FrederickHuangLin / ANCOMBC

Differential abundance (DA) and correlation analyses for microbial absolute abundance data
https://www.nature.com/articles/s41467-020-17041-7
106 stars 29 forks source link

Inconsistent results between e.g. `res` and `res_global` #210

Open emnilsson opened 1 year ago

emnilsson commented 1 year ago

Hi there!

I like the functions from ANCOMBC2, such as performing multigroup-comparisons, but I might be doing something wrong. I've run 2.0.2 and it worked out well, but since I discovered that it was quite severely outdated I've now run 2.2.2. However, I'm a bit concerned about the output.

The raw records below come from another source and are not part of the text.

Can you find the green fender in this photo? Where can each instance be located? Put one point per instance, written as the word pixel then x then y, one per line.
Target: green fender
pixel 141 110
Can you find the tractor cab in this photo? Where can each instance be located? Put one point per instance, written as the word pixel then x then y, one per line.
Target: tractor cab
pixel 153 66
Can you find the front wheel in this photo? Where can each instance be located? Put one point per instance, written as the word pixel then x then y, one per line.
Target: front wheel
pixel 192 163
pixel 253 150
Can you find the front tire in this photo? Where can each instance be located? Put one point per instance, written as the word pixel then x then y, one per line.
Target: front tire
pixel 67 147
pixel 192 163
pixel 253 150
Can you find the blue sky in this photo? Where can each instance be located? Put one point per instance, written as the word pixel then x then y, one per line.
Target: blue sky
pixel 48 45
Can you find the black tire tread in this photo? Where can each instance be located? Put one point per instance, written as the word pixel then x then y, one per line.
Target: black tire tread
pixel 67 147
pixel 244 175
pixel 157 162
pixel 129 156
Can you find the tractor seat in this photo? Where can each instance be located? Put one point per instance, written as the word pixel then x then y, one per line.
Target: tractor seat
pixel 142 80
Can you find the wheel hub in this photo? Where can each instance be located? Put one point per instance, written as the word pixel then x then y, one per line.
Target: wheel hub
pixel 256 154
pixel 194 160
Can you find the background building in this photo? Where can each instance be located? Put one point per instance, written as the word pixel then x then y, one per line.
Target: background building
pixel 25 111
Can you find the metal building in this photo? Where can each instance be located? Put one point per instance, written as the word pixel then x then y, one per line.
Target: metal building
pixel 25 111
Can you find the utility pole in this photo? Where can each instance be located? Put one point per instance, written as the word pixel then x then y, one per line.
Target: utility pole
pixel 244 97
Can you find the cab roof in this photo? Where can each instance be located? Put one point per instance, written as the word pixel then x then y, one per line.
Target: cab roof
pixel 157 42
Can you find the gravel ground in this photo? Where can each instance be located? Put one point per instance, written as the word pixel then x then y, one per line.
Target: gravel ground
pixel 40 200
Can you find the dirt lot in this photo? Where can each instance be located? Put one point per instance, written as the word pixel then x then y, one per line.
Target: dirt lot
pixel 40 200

I have a dataset with ASVs that originate from three different locations that are sampled at 9 timepoints, at this stage I'm primarily interested in the differences between the groups, but I like to add the dates as a random factor. Therefore, I've run:

ancombc2_fam <- ancombc2(data = ps, tax_level = "Family", fix_formula = "site", rand_formula="(1|date)",
              p_adj_method = "holm", prv_cut = 0.10, lib_cut = 1000,
              group = "site", struc_zero = TRUE, neg_lb = TRUE, alpha = 0.05, n_cl = 2, verbose = TRUE,
              global=TRUE, pairwise=TRUE, dunnet=TRUE, trend=TRUE,
              iter_control = list(tol = 1e-5, max_iter = 100, verbose = TRUE),
              em_control = list(tol = 1e-5, max_iter = 100),
              lme_control = lme4::lmerControl(),
              mdfdr_control = list(fwer_ctrl_method = "holm", B = 100),
              trend_control = list(contrast = list(matrix(c(1, 0, -1, 1), nrow = 2, byrow = TRUE), 
                                                   matrix(c(-1, 0, 1, -1), nrow = 2, byrow = TRUE)),
                                       node = list(2, 2), solver = "ECOS", B = 10))

And it runs through. In the output I get significant different families both according to diff and passed_ss if I look under res, and also if I look at res_dunn and even for res_trend. But when I look under res_global all values for W are 0, p_val are NA, q_val are 1, and diff_abn are FALSE. I get some passed_ss, though, about 20%. This is similar for when looking at res_pair, but there I get different values for W, lfc, and se, just that nothing is significant (p_val are all 1).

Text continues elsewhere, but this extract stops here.